Inflation slowed to 13.2% in February, compared to 20.6% in January. The U.S. dollar, long prominent in Argentina, has stabilized while the fiscal deficit decreased, something that was welcomed by investors and the International Monetary Fund, to which Argentina is tied by a $45 billion loan it contracted in 2018.
Yet, low-income Argentines are left to take drastic measures on their own to survive.
Ámbar Imoberdoff, a 72-year-old retiree, started singing boleros and tangos in one of the busiest corners of Buenos Aires, because her pension — of roughly $140 a month — is not enough to buy food, medicine and pay for taxes and public services.
“These last few months have been terrible,” she said as she took a break before turning on the speaker and grabbing the microphone. “I think not for myself, but for the grandparents, some of whom can’t walk or do anything. I can walk, I can sing.”
Thanks to her impromptu recitals, Imoberdoff, who is a widow and has no children, says she can earn up to $200 on a good night during the weekends. “God has given me a spirit of not giving in to things. Death is going to find me standing and singing,” she said.
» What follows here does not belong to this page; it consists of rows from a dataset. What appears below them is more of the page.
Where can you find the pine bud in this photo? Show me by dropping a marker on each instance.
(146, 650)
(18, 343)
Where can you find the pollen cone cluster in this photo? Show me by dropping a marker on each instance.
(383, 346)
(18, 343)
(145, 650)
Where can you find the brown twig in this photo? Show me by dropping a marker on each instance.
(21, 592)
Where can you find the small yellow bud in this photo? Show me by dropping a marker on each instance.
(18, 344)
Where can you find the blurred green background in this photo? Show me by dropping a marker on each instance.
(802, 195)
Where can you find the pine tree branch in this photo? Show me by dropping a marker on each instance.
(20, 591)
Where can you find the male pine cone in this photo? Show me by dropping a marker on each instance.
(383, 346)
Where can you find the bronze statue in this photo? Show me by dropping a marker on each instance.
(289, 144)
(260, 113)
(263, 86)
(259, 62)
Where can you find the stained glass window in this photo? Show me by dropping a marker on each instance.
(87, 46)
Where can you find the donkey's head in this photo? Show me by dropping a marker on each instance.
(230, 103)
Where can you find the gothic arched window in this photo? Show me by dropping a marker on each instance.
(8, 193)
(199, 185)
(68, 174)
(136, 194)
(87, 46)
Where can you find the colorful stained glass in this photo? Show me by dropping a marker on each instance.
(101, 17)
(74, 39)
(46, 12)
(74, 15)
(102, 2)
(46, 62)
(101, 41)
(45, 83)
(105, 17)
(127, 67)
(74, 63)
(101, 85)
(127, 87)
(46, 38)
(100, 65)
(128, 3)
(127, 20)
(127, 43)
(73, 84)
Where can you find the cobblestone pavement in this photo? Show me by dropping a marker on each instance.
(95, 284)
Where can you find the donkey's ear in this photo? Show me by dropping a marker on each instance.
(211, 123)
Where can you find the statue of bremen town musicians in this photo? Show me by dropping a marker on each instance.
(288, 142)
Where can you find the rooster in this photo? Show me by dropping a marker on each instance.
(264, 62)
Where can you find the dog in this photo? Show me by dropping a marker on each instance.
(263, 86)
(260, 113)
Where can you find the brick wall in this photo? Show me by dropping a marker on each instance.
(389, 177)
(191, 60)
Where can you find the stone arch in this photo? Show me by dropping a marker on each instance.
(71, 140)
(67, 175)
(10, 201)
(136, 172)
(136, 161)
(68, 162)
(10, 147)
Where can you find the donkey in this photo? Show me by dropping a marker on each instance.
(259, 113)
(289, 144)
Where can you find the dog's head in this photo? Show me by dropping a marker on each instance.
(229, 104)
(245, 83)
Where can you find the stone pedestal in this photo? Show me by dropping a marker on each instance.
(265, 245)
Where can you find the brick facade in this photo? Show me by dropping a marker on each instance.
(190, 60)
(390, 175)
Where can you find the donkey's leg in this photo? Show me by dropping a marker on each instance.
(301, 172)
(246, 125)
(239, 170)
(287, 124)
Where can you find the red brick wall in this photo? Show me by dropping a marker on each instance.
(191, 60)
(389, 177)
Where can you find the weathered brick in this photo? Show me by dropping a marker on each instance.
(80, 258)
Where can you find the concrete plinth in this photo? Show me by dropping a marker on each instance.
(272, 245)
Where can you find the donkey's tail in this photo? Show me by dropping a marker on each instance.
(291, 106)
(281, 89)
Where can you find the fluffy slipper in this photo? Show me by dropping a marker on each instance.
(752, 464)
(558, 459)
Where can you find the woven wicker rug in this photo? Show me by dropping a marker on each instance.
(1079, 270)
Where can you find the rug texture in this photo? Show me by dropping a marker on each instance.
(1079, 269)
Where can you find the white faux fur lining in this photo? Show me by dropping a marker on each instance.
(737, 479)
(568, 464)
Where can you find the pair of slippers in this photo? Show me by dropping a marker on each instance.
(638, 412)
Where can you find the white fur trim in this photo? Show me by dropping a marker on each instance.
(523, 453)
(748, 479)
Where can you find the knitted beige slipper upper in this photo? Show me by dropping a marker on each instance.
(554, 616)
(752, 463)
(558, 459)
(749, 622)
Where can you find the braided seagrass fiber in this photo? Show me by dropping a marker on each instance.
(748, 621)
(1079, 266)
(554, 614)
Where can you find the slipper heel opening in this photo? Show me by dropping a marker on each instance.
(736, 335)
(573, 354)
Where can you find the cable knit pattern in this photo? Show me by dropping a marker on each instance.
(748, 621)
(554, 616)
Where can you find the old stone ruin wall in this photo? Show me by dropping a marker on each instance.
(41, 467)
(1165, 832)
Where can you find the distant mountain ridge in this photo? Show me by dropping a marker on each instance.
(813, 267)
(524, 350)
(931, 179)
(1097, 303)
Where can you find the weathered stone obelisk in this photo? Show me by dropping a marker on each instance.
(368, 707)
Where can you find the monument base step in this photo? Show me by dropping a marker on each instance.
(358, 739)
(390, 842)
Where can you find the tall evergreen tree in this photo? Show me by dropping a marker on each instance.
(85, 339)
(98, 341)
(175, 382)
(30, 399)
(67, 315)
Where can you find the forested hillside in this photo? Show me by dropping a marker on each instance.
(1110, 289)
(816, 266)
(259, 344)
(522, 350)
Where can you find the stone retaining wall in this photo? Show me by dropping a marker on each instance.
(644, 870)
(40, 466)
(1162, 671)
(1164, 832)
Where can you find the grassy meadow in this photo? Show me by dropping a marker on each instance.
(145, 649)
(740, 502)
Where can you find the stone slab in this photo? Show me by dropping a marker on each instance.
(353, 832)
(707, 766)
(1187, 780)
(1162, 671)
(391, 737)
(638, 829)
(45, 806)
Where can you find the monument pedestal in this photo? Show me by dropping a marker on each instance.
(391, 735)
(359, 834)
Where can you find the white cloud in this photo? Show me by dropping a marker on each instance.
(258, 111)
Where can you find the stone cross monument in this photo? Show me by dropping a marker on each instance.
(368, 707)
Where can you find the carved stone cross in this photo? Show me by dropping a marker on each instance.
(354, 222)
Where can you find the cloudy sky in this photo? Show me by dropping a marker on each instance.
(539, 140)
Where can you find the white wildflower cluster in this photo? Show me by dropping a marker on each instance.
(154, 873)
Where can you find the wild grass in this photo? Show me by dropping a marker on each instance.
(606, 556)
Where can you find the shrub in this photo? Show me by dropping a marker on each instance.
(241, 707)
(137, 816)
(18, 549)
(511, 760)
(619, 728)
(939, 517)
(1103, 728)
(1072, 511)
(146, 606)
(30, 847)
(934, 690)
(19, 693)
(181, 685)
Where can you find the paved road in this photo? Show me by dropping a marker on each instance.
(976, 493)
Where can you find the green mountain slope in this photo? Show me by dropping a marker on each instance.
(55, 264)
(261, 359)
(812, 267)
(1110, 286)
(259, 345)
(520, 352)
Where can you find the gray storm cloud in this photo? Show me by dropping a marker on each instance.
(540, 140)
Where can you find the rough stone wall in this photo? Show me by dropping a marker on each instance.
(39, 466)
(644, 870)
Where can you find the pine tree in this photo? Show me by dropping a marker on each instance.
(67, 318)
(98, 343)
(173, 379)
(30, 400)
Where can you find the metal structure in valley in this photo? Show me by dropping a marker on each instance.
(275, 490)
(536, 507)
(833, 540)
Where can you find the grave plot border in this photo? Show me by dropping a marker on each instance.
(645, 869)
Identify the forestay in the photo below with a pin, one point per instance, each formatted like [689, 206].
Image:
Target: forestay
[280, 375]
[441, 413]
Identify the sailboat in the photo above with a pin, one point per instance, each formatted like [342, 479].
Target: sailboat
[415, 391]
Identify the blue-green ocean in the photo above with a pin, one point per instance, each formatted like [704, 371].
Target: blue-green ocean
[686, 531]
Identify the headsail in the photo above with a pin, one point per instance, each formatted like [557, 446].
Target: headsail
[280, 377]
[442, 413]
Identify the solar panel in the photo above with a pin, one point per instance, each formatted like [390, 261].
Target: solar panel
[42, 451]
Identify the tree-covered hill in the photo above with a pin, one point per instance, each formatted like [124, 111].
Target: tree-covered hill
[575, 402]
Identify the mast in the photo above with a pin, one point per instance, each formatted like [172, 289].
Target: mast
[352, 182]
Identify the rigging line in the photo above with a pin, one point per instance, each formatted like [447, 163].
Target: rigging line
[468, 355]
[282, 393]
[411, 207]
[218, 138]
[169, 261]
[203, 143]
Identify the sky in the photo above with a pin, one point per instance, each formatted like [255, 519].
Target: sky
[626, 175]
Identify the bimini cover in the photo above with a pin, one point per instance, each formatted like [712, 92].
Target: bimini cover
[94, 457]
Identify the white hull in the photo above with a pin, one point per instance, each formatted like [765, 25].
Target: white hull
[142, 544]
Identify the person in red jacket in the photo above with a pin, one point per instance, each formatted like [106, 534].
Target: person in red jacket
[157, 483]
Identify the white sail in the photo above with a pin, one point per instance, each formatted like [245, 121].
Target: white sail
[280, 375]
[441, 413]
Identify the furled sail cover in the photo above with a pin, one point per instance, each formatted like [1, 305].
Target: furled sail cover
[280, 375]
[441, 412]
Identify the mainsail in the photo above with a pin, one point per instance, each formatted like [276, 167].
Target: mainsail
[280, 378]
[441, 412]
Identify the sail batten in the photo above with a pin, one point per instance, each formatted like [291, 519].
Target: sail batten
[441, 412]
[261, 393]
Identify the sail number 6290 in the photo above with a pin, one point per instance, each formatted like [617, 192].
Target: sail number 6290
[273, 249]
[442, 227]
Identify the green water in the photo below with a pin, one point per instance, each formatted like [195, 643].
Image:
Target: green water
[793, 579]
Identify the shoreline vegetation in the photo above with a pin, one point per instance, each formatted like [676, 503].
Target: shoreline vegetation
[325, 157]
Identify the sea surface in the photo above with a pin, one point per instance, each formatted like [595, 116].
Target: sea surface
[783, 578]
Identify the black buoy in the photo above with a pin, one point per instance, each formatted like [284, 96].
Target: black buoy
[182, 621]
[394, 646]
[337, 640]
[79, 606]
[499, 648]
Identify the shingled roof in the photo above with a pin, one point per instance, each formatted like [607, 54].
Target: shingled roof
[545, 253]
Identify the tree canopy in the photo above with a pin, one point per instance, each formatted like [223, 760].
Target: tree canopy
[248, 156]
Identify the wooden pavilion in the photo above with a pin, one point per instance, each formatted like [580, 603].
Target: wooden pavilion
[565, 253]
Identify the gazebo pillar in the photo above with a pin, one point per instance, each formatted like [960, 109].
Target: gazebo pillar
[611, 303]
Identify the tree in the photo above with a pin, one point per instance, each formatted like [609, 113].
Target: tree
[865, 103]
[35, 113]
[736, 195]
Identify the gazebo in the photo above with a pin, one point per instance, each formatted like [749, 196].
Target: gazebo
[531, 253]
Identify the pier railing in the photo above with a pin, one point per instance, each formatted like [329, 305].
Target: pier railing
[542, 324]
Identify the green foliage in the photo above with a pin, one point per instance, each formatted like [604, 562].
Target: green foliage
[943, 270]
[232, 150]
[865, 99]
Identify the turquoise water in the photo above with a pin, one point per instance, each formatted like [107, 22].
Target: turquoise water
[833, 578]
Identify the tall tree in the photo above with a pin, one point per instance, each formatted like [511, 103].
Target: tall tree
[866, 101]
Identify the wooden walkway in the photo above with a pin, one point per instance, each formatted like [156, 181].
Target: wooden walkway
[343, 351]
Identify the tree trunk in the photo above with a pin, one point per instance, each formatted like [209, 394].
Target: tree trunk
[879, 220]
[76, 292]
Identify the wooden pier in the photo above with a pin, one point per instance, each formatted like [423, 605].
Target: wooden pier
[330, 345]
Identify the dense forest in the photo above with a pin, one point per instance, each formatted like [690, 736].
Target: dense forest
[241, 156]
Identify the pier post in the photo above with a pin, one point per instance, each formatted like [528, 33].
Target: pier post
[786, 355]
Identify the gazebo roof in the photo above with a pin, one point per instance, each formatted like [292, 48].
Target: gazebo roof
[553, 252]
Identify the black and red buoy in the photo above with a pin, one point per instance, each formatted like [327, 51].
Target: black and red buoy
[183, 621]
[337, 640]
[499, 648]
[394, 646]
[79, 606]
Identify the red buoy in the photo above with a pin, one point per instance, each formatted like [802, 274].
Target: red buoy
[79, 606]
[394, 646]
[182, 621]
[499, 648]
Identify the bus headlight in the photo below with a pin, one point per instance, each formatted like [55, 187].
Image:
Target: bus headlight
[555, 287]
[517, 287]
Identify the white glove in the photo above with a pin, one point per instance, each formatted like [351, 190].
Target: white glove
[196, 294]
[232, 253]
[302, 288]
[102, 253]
Unlike her, 34-year-old Yohanna Torres wishes the weekends would end quickly. She does not measure time in hours but in the meals she and the four children she cares for skip. From Monday to Friday, she says, they eat at least once a day in a community kitchen in a suburb south of Buenos Aires.
“Saturdays and Sundays last an eternity because I don’t have bread to eat,” said Torres, who is unemployed and receives the equivalent of $200 per month in social assistance. Most of that money is used to care for her 2-year-old daughter Luján, who suffers from the respiratory consequences of COVID-19 that she contracted a few weeks after birth.
“I come to the soup kitchen because I don’t have anything to eat. If this shuts down, I’m going to go out and steal.”
Analysts acknowledge Milei still holds an important core of support among Argentines, but many wonder how long it will last.
“If society is determined that it wants to change, that it needs to change, the limits are going to be extended,” said Moiguer. “Of course everything has a limit. … What this society needs is some kind of verifier that buys time along the way.”
He uses the metaphor of a child going from having a fever of 107 degrees to having his temperature drop to 99 degrees.
“A break in fever is the first sign that the doctor’s treatment was the right one,” said Moiguer.